Carrier removal and transport in photonic integrated circuit ready InGaAsP/InP substrate: Electrical and transients of charges evaluation

Abstract

InGaAsP based technologies are more favorable due to its unique monolithic integrated nature. For an efficient electro-optical device structure, there is a keen interest to develop active and passive components to suffice the needs of monolithic platform. Thus, carrier's transport and removal regions are carefully fabricated with low optical and electronic signal loss in order to optimize the signal to noise ratio (SNR) to effectively produce monolithic chip. In this specialized study we have provided an insight about the effective multi-implant ion-assisted carrier removal capability of the highly conductive epitaxially grown InGaAsP/InP device matrix as PIC's substrate.

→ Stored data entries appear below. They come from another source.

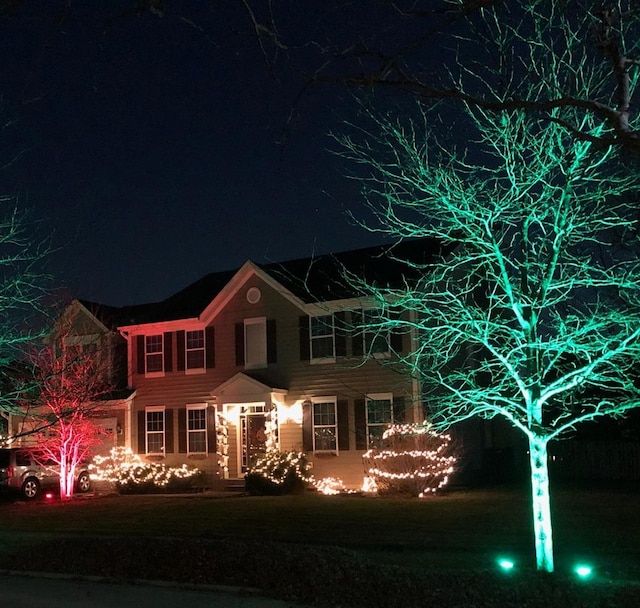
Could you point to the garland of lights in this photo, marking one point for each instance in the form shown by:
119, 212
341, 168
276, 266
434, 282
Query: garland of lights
413, 458
277, 466
123, 467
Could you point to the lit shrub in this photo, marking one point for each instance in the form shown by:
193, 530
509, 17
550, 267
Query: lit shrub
277, 473
130, 475
412, 459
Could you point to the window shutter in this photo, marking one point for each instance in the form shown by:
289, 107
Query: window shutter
305, 347
239, 343
168, 431
140, 354
168, 352
357, 346
211, 430
343, 424
395, 337
272, 342
341, 334
399, 411
307, 426
210, 345
180, 350
142, 446
182, 430
361, 424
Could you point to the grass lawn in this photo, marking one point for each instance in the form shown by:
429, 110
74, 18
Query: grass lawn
444, 545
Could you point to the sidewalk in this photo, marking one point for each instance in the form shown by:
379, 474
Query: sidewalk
37, 590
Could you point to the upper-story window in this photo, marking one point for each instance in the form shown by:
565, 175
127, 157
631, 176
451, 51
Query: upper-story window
375, 339
194, 349
154, 353
322, 337
196, 429
154, 430
379, 409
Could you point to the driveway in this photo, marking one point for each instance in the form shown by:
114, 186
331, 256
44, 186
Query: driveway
27, 590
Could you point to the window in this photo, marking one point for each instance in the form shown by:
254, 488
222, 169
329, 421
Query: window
325, 430
153, 354
196, 429
375, 338
322, 336
379, 417
194, 345
255, 342
154, 430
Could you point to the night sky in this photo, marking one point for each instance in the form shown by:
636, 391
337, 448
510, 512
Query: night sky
153, 150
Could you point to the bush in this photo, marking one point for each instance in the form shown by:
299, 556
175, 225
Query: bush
278, 473
130, 475
412, 459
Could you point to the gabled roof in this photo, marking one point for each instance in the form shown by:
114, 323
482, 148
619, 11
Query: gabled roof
311, 280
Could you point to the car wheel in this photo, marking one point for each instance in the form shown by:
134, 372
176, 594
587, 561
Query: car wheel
30, 488
84, 482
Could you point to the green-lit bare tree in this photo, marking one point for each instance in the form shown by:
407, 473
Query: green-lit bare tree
535, 314
22, 291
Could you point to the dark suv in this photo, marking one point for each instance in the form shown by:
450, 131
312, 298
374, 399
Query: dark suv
19, 472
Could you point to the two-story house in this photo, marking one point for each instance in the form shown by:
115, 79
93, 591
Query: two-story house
266, 356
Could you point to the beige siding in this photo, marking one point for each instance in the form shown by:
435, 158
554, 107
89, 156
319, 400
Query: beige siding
347, 379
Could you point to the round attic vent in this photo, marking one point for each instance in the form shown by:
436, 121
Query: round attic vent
253, 295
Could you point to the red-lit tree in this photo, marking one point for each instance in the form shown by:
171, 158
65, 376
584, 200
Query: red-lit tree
71, 377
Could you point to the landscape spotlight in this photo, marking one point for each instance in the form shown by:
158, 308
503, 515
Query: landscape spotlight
506, 564
583, 570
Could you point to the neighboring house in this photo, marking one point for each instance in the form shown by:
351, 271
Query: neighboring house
111, 411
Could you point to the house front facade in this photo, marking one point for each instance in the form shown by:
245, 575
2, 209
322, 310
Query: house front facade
266, 356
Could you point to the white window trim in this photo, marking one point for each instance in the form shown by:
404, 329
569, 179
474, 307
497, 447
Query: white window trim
255, 321
149, 409
381, 355
158, 374
195, 370
331, 399
376, 397
320, 360
191, 407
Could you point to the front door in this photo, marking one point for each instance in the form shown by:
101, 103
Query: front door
254, 438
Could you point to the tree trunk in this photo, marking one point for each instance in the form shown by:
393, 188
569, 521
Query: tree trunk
541, 503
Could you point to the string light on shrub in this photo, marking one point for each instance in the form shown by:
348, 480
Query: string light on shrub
123, 467
412, 459
583, 571
277, 466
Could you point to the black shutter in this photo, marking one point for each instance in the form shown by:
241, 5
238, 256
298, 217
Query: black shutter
210, 345
168, 351
395, 337
168, 431
142, 446
357, 347
343, 425
180, 350
211, 430
399, 411
239, 343
303, 324
140, 354
341, 334
360, 416
182, 430
272, 341
307, 426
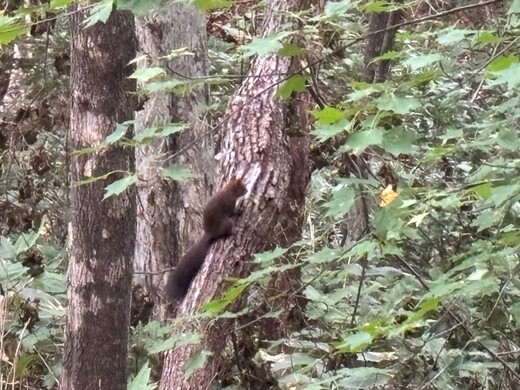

For this multi-implant strategy has been adopted with C+ and Ni+ ions implanted separately. Their dosage's along with ion energies are simulated rigorously before the actual implantations. Post implant measurements of Sheet resistance, mobility, drift driven electric fields, current-voltage, Arrhenius based activation energies, charge based transient analysis and detailed investigations of traps have been performed to study the viability of carrier removal scheme for the stable as well as reversible electrical isolation of this photonic integrated circuit's platform.Trap parameters identified as a result of a specialized charge deep level transient spectroscopy provides an insight about the energy levels and possible evaluation of recombination/generation centers for effective photonic activity within the device regions. The optical loss study has been performed to inspect the optical hindrance levels into the said InGaAsP PIC matrix.